While the shake-up of private schools has ensured that only those of a higher quality remain, last Thursday's commentary is right to note that the Government should seek to profile students who attend private universities, as well as their motivations ("Private school shake-up spells good news").
In fact, with concerns over the underemployment of degree-holders, studying the mindsets of students would be useful. Information about their backgrounds, especially if these students already possess a diploma or a certificate from the Institute of Technical Education (ITE), can influence policy directions.
The desire to enrol in a private school likely stems from entrenched mindsets that the academic pathway - and by extension, a college degree - is necessarily superior, and that better jobs will follow.

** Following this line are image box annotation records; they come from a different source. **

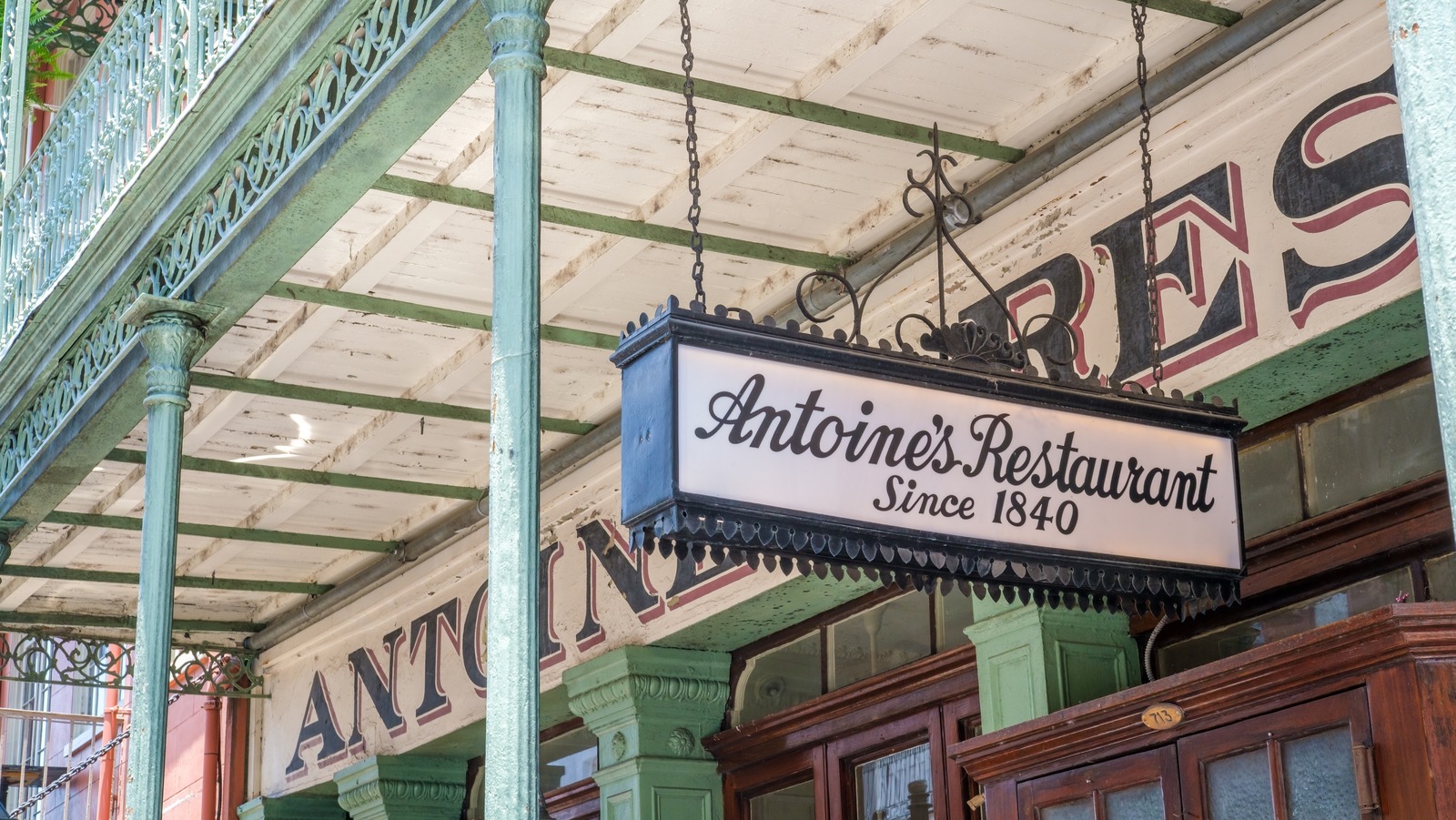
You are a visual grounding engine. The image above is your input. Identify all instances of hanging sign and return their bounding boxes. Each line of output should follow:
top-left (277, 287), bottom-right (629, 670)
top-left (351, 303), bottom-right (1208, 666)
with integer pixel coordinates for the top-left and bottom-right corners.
top-left (613, 304), bottom-right (1243, 604)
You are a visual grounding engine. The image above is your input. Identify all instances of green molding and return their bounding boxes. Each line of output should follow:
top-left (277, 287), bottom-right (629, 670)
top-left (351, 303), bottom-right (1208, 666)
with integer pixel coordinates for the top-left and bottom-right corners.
top-left (966, 599), bottom-right (1141, 733)
top-left (1203, 291), bottom-right (1429, 429)
top-left (333, 754), bottom-right (466, 820)
top-left (106, 447), bottom-right (483, 501)
top-left (0, 565), bottom-right (333, 596)
top-left (192, 373), bottom-right (597, 436)
top-left (46, 511), bottom-right (403, 556)
top-left (238, 794), bottom-right (348, 820)
top-left (268, 282), bottom-right (621, 349)
top-left (374, 174), bottom-right (854, 272)
top-left (546, 48), bottom-right (1025, 162)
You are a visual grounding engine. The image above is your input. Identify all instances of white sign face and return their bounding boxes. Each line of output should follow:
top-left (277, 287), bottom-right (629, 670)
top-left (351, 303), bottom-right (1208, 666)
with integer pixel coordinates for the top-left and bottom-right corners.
top-left (677, 344), bottom-right (1242, 570)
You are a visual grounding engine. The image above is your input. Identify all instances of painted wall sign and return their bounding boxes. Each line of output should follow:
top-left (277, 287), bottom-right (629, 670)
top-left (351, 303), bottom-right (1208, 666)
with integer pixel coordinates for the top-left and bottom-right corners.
top-left (613, 306), bottom-right (1243, 603)
top-left (264, 520), bottom-right (779, 794)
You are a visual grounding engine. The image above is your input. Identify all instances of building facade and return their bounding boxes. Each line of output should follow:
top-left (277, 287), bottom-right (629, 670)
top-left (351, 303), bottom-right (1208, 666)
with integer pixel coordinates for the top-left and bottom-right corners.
top-left (0, 0), bottom-right (1456, 820)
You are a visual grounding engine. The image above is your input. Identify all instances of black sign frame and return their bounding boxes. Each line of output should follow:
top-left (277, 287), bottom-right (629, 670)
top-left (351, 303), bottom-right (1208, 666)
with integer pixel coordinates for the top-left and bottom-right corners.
top-left (612, 300), bottom-right (1245, 616)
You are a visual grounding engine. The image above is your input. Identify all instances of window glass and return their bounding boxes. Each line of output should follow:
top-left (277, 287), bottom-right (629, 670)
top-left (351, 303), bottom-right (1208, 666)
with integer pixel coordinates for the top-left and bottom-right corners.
top-left (1279, 725), bottom-right (1360, 820)
top-left (748, 781), bottom-right (814, 820)
top-left (935, 585), bottom-right (976, 653)
top-left (854, 743), bottom-right (935, 820)
top-left (1239, 432), bottom-right (1305, 538)
top-left (1305, 376), bottom-right (1443, 516)
top-left (1158, 567), bottom-right (1412, 674)
top-left (1206, 745), bottom-right (1274, 820)
top-left (541, 727), bottom-right (597, 791)
top-left (733, 633), bottom-right (824, 725)
top-left (1425, 552), bottom-right (1456, 600)
top-left (828, 594), bottom-right (930, 689)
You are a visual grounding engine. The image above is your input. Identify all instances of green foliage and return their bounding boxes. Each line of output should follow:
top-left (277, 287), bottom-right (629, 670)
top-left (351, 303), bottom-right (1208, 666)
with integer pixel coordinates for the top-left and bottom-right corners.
top-left (0, 0), bottom-right (118, 107)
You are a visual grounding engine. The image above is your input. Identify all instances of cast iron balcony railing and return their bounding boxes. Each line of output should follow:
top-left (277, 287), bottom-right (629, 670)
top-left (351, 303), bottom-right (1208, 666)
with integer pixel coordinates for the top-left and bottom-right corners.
top-left (0, 0), bottom-right (275, 354)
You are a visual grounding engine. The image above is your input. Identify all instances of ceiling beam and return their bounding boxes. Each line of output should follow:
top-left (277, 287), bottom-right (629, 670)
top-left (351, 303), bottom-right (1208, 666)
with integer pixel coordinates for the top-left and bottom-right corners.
top-left (268, 282), bottom-right (622, 349)
top-left (0, 563), bottom-right (333, 596)
top-left (0, 612), bottom-right (262, 633)
top-left (541, 47), bottom-right (1030, 166)
top-left (192, 373), bottom-right (595, 436)
top-left (1121, 0), bottom-right (1243, 27)
top-left (105, 447), bottom-right (485, 501)
top-left (374, 173), bottom-right (854, 272)
top-left (46, 510), bottom-right (400, 556)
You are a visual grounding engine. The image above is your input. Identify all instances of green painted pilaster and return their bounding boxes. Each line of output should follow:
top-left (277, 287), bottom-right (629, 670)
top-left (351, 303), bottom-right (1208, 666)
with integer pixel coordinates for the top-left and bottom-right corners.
top-left (966, 599), bottom-right (1141, 733)
top-left (565, 647), bottom-right (730, 820)
top-left (122, 296), bottom-right (217, 820)
top-left (333, 754), bottom-right (466, 820)
top-left (482, 0), bottom-right (551, 820)
top-left (1386, 0), bottom-right (1456, 524)
top-left (238, 795), bottom-right (348, 820)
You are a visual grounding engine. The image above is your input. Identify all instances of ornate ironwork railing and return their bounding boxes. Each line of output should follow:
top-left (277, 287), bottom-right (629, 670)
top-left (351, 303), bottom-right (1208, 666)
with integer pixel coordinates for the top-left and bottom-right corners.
top-left (0, 633), bottom-right (262, 698)
top-left (0, 0), bottom-right (274, 351)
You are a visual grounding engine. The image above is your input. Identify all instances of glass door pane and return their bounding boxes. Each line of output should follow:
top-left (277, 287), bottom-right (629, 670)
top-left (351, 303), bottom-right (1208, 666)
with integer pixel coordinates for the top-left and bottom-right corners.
top-left (1206, 747), bottom-right (1274, 820)
top-left (1279, 725), bottom-right (1360, 820)
top-left (748, 781), bottom-right (814, 820)
top-left (854, 743), bottom-right (935, 820)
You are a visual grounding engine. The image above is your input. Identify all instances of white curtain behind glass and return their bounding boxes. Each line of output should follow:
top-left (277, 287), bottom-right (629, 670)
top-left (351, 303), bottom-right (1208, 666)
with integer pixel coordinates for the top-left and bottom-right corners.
top-left (854, 744), bottom-right (930, 820)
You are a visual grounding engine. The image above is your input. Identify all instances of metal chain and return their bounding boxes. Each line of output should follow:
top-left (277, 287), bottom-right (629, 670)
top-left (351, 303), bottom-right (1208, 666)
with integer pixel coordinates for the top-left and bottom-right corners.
top-left (10, 692), bottom-right (182, 818)
top-left (677, 0), bottom-right (708, 309)
top-left (1131, 0), bottom-right (1163, 388)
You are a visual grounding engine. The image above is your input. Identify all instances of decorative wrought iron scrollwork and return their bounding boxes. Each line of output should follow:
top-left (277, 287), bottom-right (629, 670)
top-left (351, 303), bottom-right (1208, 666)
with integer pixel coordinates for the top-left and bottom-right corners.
top-left (794, 127), bottom-right (1079, 379)
top-left (0, 633), bottom-right (262, 698)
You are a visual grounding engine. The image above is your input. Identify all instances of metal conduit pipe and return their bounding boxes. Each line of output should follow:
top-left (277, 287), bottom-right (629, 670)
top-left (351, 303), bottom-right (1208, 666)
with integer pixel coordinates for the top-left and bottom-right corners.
top-left (243, 415), bottom-right (622, 651)
top-left (243, 0), bottom-right (1328, 651)
top-left (772, 0), bottom-right (1328, 323)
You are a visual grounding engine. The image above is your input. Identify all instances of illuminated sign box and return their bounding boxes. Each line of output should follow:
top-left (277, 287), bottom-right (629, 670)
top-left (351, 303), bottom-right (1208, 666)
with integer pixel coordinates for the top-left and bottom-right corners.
top-left (613, 306), bottom-right (1243, 609)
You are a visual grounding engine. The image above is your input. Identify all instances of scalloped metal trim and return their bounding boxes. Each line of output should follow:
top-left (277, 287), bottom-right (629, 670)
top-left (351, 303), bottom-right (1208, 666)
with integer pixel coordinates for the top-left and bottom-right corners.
top-left (629, 504), bottom-right (1239, 618)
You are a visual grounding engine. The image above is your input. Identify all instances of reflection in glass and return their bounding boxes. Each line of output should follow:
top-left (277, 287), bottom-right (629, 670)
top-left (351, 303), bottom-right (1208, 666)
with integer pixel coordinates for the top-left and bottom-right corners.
top-left (854, 743), bottom-right (934, 820)
top-left (1158, 567), bottom-right (1414, 674)
top-left (748, 781), bottom-right (814, 820)
top-left (1102, 781), bottom-right (1163, 820)
top-left (935, 587), bottom-right (976, 653)
top-left (1239, 432), bottom-right (1305, 538)
top-left (1281, 725), bottom-right (1360, 820)
top-left (733, 633), bottom-right (824, 725)
top-left (1306, 376), bottom-right (1443, 516)
top-left (1204, 747), bottom-right (1274, 820)
top-left (541, 727), bottom-right (597, 791)
top-left (828, 594), bottom-right (930, 689)
top-left (1036, 796), bottom-right (1092, 820)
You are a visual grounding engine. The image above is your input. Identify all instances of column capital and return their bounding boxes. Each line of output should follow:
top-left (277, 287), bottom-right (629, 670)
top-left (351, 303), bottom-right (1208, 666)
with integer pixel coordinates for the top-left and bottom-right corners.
top-left (238, 794), bottom-right (347, 820)
top-left (480, 0), bottom-right (551, 78)
top-left (563, 647), bottom-right (731, 766)
top-left (333, 754), bottom-right (464, 820)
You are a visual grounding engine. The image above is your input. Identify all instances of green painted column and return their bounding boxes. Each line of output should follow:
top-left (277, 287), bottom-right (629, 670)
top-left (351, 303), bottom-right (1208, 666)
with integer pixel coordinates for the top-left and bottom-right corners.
top-left (561, 647), bottom-right (730, 820)
top-left (238, 794), bottom-right (348, 820)
top-left (333, 754), bottom-right (464, 820)
top-left (483, 0), bottom-right (551, 820)
top-left (966, 599), bottom-right (1141, 733)
top-left (122, 296), bottom-right (217, 820)
top-left (1386, 0), bottom-right (1456, 524)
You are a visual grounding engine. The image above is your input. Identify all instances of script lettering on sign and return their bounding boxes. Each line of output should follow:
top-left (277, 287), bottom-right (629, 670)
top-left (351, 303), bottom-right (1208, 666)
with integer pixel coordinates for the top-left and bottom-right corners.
top-left (677, 344), bottom-right (1240, 570)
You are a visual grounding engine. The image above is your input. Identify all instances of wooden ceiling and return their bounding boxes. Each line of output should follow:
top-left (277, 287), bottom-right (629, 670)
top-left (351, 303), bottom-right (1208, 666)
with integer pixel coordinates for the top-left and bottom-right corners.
top-left (0, 0), bottom-right (1254, 640)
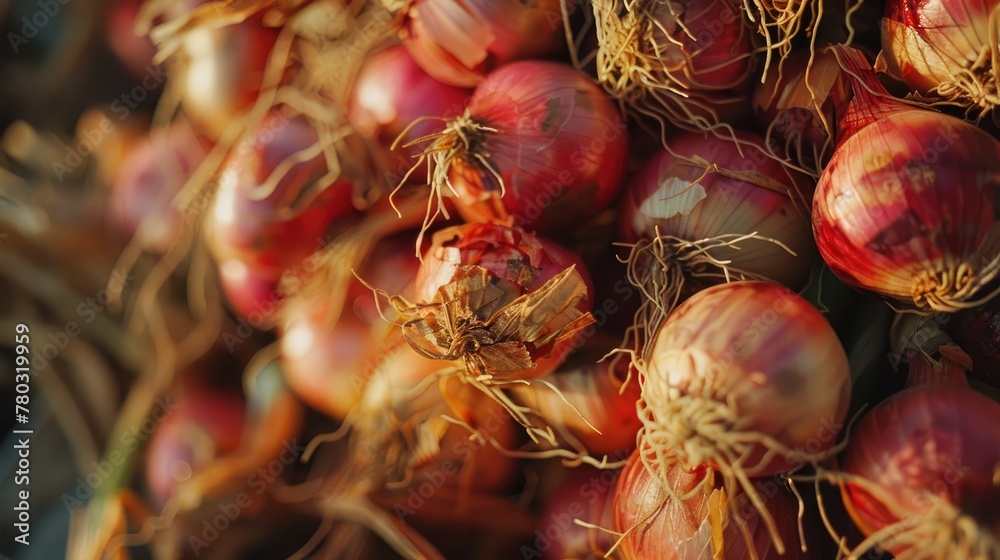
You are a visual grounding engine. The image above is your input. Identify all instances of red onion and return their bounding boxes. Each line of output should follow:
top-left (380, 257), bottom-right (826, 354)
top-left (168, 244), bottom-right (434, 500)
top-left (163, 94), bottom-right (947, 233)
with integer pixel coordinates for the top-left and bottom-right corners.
top-left (879, 0), bottom-right (1000, 112)
top-left (145, 389), bottom-right (245, 503)
top-left (813, 48), bottom-right (1000, 312)
top-left (639, 281), bottom-right (851, 547)
top-left (349, 45), bottom-right (472, 181)
top-left (105, 0), bottom-right (156, 78)
top-left (400, 0), bottom-right (563, 87)
top-left (540, 466), bottom-right (618, 560)
top-left (416, 222), bottom-right (593, 310)
top-left (620, 133), bottom-right (815, 351)
top-left (205, 111), bottom-right (356, 320)
top-left (108, 124), bottom-right (211, 252)
top-left (402, 61), bottom-right (627, 233)
top-left (416, 223), bottom-right (593, 377)
top-left (753, 49), bottom-right (848, 171)
top-left (842, 353), bottom-right (1000, 558)
top-left (278, 236), bottom-right (428, 419)
top-left (613, 452), bottom-right (808, 560)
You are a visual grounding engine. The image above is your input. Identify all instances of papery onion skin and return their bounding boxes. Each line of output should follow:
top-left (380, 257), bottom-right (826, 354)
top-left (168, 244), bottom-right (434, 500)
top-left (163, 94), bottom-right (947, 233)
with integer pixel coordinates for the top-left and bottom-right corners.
top-left (841, 364), bottom-right (1000, 554)
top-left (880, 0), bottom-right (1000, 109)
top-left (945, 298), bottom-right (1000, 388)
top-left (613, 452), bottom-right (809, 560)
top-left (400, 0), bottom-right (563, 87)
top-left (813, 110), bottom-right (1000, 310)
top-left (441, 61), bottom-right (628, 234)
top-left (620, 133), bottom-right (816, 288)
top-left (642, 281), bottom-right (851, 476)
top-left (583, 0), bottom-right (753, 131)
top-left (753, 49), bottom-right (847, 174)
top-left (349, 45), bottom-right (472, 182)
top-left (146, 389), bottom-right (245, 503)
top-left (416, 222), bottom-right (594, 377)
top-left (515, 332), bottom-right (642, 457)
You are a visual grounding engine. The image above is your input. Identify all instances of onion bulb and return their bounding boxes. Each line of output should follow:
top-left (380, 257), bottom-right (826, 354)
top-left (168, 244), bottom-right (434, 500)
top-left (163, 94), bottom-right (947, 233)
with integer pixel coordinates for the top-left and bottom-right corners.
top-left (398, 61), bottom-right (627, 238)
top-left (536, 465), bottom-right (618, 560)
top-left (813, 48), bottom-right (1000, 312)
top-left (577, 0), bottom-right (753, 135)
top-left (348, 45), bottom-right (472, 181)
top-left (639, 281), bottom-right (851, 550)
top-left (400, 0), bottom-right (563, 87)
top-left (204, 110), bottom-right (356, 320)
top-left (842, 353), bottom-right (1000, 560)
top-left (108, 124), bottom-right (211, 253)
top-left (753, 49), bottom-right (847, 176)
top-left (146, 389), bottom-right (245, 503)
top-left (620, 133), bottom-right (815, 358)
top-left (277, 230), bottom-right (426, 420)
top-left (878, 0), bottom-right (1000, 113)
top-left (613, 452), bottom-right (808, 560)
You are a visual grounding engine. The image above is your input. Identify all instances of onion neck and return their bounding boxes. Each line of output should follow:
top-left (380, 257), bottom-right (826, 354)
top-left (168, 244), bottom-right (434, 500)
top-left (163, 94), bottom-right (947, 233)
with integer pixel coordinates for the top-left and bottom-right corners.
top-left (832, 46), bottom-right (912, 146)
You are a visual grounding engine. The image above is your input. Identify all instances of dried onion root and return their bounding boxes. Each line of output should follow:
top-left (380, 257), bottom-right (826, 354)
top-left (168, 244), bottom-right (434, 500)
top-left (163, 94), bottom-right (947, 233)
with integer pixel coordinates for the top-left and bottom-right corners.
top-left (637, 282), bottom-right (851, 552)
top-left (876, 0), bottom-right (1000, 119)
top-left (568, 0), bottom-right (753, 141)
top-left (618, 133), bottom-right (816, 366)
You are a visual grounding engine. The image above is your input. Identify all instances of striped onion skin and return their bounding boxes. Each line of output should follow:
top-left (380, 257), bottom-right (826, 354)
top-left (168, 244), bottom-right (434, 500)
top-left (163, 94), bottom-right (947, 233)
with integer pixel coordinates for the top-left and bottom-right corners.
top-left (621, 133), bottom-right (815, 288)
top-left (619, 133), bottom-right (816, 351)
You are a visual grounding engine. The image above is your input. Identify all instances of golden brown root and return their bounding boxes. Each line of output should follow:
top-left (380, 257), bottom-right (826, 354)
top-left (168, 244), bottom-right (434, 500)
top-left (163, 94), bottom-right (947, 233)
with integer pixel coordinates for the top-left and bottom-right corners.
top-left (389, 110), bottom-right (506, 259)
top-left (580, 0), bottom-right (749, 144)
top-left (743, 0), bottom-right (823, 83)
top-left (636, 356), bottom-right (839, 554)
top-left (616, 227), bottom-right (795, 370)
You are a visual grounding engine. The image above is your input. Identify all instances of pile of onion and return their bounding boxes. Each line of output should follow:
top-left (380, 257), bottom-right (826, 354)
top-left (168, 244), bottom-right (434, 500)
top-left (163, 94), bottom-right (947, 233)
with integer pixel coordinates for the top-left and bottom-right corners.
top-left (277, 235), bottom-right (440, 420)
top-left (753, 49), bottom-right (849, 176)
top-left (812, 48), bottom-right (1000, 312)
top-left (636, 281), bottom-right (851, 552)
top-left (108, 123), bottom-right (211, 253)
top-left (396, 61), bottom-right (627, 238)
top-left (619, 133), bottom-right (815, 358)
top-left (841, 352), bottom-right (1000, 558)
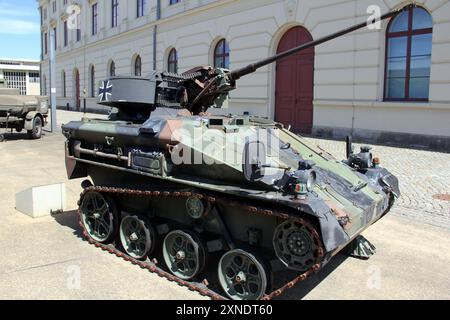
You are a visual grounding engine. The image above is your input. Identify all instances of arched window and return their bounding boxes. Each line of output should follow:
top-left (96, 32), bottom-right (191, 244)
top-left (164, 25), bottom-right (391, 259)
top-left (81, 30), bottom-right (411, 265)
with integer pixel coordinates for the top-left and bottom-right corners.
top-left (41, 74), bottom-right (47, 96)
top-left (167, 49), bottom-right (178, 73)
top-left (384, 7), bottom-right (433, 101)
top-left (109, 61), bottom-right (116, 77)
top-left (214, 39), bottom-right (230, 69)
top-left (89, 66), bottom-right (96, 98)
top-left (61, 70), bottom-right (67, 98)
top-left (134, 56), bottom-right (142, 77)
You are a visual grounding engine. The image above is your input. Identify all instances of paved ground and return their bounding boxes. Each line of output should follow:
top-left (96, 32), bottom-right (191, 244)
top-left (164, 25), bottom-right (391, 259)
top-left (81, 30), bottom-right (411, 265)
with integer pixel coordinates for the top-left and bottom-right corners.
top-left (0, 111), bottom-right (450, 300)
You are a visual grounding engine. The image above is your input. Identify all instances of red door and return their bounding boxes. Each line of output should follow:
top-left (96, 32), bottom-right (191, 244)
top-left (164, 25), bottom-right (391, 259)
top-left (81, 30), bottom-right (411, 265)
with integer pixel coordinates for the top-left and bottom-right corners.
top-left (275, 27), bottom-right (314, 134)
top-left (75, 70), bottom-right (81, 111)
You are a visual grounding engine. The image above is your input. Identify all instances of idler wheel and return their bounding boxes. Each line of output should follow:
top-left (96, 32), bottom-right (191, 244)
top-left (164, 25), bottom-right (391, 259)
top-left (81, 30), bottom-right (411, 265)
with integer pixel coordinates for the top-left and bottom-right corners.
top-left (273, 221), bottom-right (322, 272)
top-left (80, 191), bottom-right (119, 244)
top-left (119, 215), bottom-right (156, 260)
top-left (218, 249), bottom-right (269, 300)
top-left (163, 230), bottom-right (206, 280)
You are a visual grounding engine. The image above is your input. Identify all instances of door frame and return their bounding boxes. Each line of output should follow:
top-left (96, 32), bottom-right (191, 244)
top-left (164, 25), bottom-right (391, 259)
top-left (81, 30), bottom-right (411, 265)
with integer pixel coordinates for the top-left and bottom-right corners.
top-left (266, 22), bottom-right (316, 128)
top-left (72, 68), bottom-right (81, 111)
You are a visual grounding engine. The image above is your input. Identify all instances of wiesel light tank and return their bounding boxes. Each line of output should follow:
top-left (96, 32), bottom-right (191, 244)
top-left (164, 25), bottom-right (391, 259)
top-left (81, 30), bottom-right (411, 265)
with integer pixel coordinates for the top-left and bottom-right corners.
top-left (63, 5), bottom-right (405, 300)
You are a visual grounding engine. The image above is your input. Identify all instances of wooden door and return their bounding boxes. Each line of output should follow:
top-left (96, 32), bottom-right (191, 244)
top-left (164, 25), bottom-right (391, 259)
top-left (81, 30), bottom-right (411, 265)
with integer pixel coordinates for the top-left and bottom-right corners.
top-left (275, 27), bottom-right (314, 134)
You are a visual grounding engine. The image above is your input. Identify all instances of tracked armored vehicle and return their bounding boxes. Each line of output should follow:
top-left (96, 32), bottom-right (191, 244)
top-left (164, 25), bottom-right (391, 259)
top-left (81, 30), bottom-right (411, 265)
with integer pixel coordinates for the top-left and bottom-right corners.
top-left (0, 77), bottom-right (48, 141)
top-left (63, 5), bottom-right (400, 300)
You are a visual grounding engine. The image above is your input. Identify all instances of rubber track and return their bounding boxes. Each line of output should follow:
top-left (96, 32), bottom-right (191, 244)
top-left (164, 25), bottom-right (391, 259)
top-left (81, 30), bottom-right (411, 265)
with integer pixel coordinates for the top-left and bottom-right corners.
top-left (78, 187), bottom-right (324, 300)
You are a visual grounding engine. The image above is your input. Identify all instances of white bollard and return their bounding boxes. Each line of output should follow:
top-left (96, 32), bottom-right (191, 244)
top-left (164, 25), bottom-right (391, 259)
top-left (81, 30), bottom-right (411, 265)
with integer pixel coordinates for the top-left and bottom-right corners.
top-left (16, 183), bottom-right (67, 218)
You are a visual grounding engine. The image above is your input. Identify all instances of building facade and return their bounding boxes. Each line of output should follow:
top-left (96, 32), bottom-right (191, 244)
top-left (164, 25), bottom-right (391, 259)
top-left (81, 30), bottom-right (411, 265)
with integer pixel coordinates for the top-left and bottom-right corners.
top-left (38, 0), bottom-right (450, 149)
top-left (0, 58), bottom-right (41, 96)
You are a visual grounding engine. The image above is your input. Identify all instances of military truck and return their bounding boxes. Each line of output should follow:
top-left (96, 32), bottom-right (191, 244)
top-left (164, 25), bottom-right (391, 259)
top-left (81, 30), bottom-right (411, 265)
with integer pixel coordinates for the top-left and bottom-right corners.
top-left (0, 76), bottom-right (48, 141)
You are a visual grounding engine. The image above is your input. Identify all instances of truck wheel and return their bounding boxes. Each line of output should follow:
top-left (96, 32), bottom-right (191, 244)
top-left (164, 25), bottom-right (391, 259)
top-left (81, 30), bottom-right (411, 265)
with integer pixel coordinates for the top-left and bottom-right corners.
top-left (27, 117), bottom-right (42, 139)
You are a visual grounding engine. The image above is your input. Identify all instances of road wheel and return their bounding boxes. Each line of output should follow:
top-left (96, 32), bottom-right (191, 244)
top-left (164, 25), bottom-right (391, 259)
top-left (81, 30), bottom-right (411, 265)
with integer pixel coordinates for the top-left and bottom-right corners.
top-left (119, 215), bottom-right (156, 260)
top-left (218, 249), bottom-right (270, 300)
top-left (163, 230), bottom-right (207, 280)
top-left (80, 191), bottom-right (119, 244)
top-left (27, 117), bottom-right (43, 139)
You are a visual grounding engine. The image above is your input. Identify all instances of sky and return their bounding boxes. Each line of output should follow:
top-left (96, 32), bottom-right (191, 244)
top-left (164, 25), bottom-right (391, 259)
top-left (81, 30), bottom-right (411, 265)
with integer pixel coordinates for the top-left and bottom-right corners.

Individuals also point to structural barriers, such as those in the civil service, which appear to favour university graduates.
Such mindsets are further characterised by pragmatism.
While results from the graduate employment survey recently released by the Singapore Institute of Management showed that its graduates started with slightly lower salaries than those from publicly funded universities, students remain cognisant that these starting salaries - as well as rates of employability - are higher compared with graduates from polytechnics.
Parents also tend to prefer to see their children undertake higher education, thereby exacerbating education inflation.
The suggestion for a review to be conducted of the private education industry, to "see how it can be roped into the SkillsFuture movement to encourage Singaporeans to build up job-relevant qualifications and skills", is a good one, but the importance of career guidance from a young age cannot be overlooked.
Unsurprisingly, strengthening education and career guidance was a key recommendation mooted by the Applied Study in Polytechnics and ITE Review (Aspire) Committee last year, for students to make informed decisions for the future ("Trained officers to give students career advice"; Aug 26, 2014).
Beyond the proposals made by the Aspire committee, the value of a diploma or ITE certificate should be ascertained by the industry, through closer partnerships with companies and the matching of job opportunities.
In other words, educational aspirations should be matched by capacities in the economy, with growing comprehension that a degree is not everything; the result being a moderation of enrolment rates into private schools.